事情只发生在一瞬间,那斩了近十只妖兽在佩剑在空中转一圈后自觉飞回到自己主人手上,一只被黑气掩盖的手轻松握住它,而后一甩上面沾着的血迹,将其插回腰间剑鞘。
及至此时,来人才终于露了面,不,实际上算不得露面,他浑身被黑气包裹,头脸身形都被盖得严严实实看不见分毫,只是姿态闲适,仿佛在游览自家花园,刚刚斩的那几只妖兽不过随手带过,那一直站在后方,开了神志的妖兽见得这毫无转圜余地的局面,后退了两步转身想跑,却发现自己已经腿脚僵硬,不自觉地开始在这强大的威压下发起抖来。
它竟无法动弹。
下一刻它被人卡住脖颈拎了起来,晶黄的兽瞳颤抖着盯着眼前黑衣的神秘人,只来得及发出一声呜咽,颈骨便被毫不留情地捏碎。
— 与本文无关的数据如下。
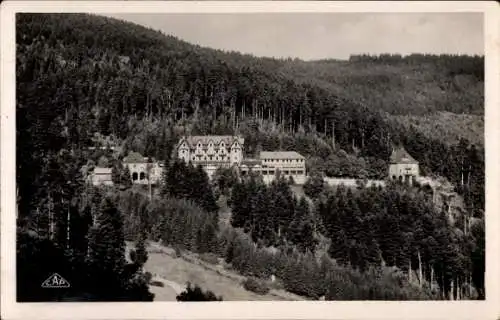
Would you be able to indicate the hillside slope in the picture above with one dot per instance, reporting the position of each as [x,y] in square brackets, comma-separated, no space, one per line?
[175,272]
[78,74]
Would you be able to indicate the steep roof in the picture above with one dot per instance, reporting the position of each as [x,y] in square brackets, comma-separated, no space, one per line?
[251,162]
[134,157]
[280,155]
[101,170]
[400,155]
[228,140]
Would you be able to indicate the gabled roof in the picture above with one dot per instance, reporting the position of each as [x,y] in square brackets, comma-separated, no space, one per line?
[251,162]
[400,155]
[102,170]
[280,155]
[204,140]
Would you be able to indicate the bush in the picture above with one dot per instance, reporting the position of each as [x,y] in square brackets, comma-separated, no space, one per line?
[255,285]
[209,258]
[197,294]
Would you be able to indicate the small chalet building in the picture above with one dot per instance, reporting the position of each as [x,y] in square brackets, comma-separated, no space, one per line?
[142,169]
[211,152]
[101,176]
[403,167]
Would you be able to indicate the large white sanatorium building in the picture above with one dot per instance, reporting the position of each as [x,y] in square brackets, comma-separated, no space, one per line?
[212,152]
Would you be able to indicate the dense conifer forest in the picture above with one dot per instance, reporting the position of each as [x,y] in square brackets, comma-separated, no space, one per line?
[80,74]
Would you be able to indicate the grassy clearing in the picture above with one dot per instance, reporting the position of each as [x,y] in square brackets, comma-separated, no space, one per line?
[176,272]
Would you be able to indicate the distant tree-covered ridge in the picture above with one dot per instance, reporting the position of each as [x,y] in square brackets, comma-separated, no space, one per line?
[79,74]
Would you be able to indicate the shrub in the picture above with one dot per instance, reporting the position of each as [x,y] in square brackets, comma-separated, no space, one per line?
[209,258]
[196,294]
[255,285]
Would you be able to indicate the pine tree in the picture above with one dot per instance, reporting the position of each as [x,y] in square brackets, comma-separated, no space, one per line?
[106,257]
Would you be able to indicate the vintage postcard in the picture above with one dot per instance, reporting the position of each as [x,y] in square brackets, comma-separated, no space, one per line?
[225,160]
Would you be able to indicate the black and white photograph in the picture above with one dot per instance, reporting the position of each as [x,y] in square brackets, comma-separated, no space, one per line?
[247,156]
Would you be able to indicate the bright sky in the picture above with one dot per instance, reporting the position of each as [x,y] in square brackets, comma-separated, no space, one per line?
[323,35]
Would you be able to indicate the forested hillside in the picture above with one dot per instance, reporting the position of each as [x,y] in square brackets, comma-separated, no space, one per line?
[80,74]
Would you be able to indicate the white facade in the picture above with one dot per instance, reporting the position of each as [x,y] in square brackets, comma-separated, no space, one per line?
[403,167]
[211,152]
[143,171]
[288,163]
[140,171]
[101,176]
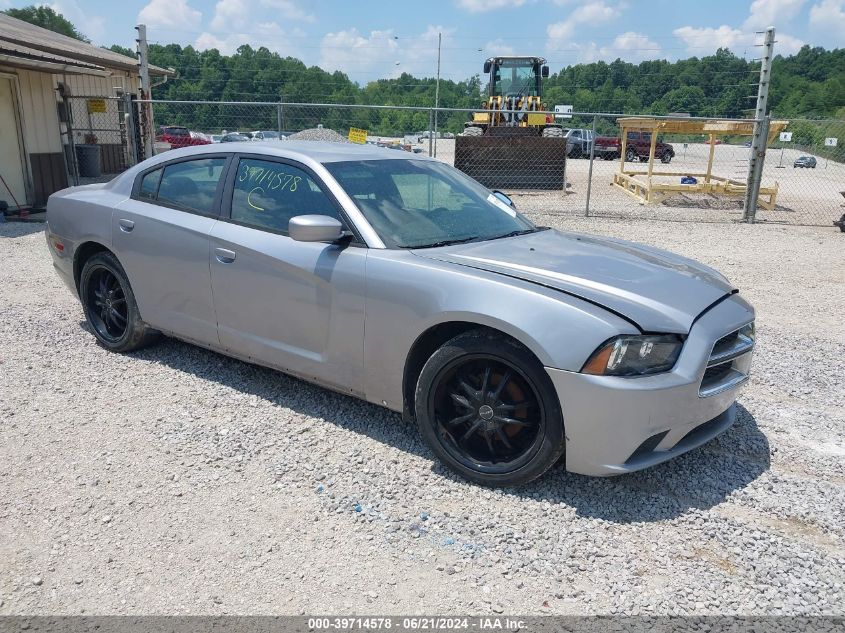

“畜生,”黑衣人轻嗤一声,丢下妖兽尸体,嫌弃地甩一甩自己的手,再次回到了洞穴。
洞穴幽深而狭长,脚下石头都闪着狰狞的血光,发泄了暴虐的杀意,黑衣人似乎愉悦了不少,他轻轻踩过一地狼藉血色,拐个弯走进了洞穴深处。
那里有人被锁链穿过琵琶骨,束起双手吊在洞穴顶上,他满身狼藉血迹,手脚呈现出形状怪异的扭曲,看得出是人为折断。听到渐渐逼近的脚步声,那人艰难地晃了晃,后颈和背上的肌肉抽搐着用力,终于费力地抬起一直低垂着的头来,凌乱的发间露出一双被恨意和鲜血浸泡得通红的双眼。
是将何。
“怎么样,”看不清面孔的黑衣人走到他面前,毫无顾忌地直视着将何满是戾气的面孔,“想起执若上神的渡灵阵法了吗?”
将何轻蔑地摇摇头,啐一口,“老子才不知道那种东西。”
黑衣人侧脸躲过这一口带着血沫的口水,却并未发怒,只是随手拿过带着倒刺的铁鞭在将何身上抽过,皮肉外翻,立时留下一道狰狞血口,但下一刻将何眉心灵光闪过,伤口几乎是瞬间便愈合了。